At the time of our encounter, MacGregor was preparing the full cycle of Beethoven sonatas for two festivals at the end of 2020. This is an enormous undertaking, but MacGregor relishes the chance to practise. She has two pianos at home: a Steinway & Sons B, which she feels she “should be able to play really rather well”, and an old Kawai piano, which lives “up in a tower” where nobody can hear her play. “It’s a little workhorse of a piano, and it gives me a lot of trouble!”

It is unclear whether these events – and all those on the classical music calendar, which is full of Beethoven recitals – will still take place. Another important subject for MacGregor is musical education. “When I was young, I couldn’t practise at home because my dad did night work [as a printer],” she explained. “There was a piano at school I could use, so I stayed late and practised until 9pm or 10pm.”
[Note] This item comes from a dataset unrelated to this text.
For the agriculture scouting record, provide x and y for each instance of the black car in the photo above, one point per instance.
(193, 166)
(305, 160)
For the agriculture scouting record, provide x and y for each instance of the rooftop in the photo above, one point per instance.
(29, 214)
Classical music has a reputation for elitism, and MacGregor thinks that one solution to increasing diversity in the genre would be “free music lessons, access to instruments, letting pupils stay late. Because you don’t need to force these people to practise.”

She also said that virtuosity – the mastery of an instrument – is a talent someone is born with, but that such gifts must be nurtured from an early age. As a football fan, MacGregor pointed to the example of the former Manchester United manager Alex Ferguson, who travelled the world to spot gifted young players, some as young as ten.

“Being a pianist is an athletic thing, so somebody has got to help you when you’re young,” she said. “It can’t just be left to people with money, because that’s not necessarily where the talent is.”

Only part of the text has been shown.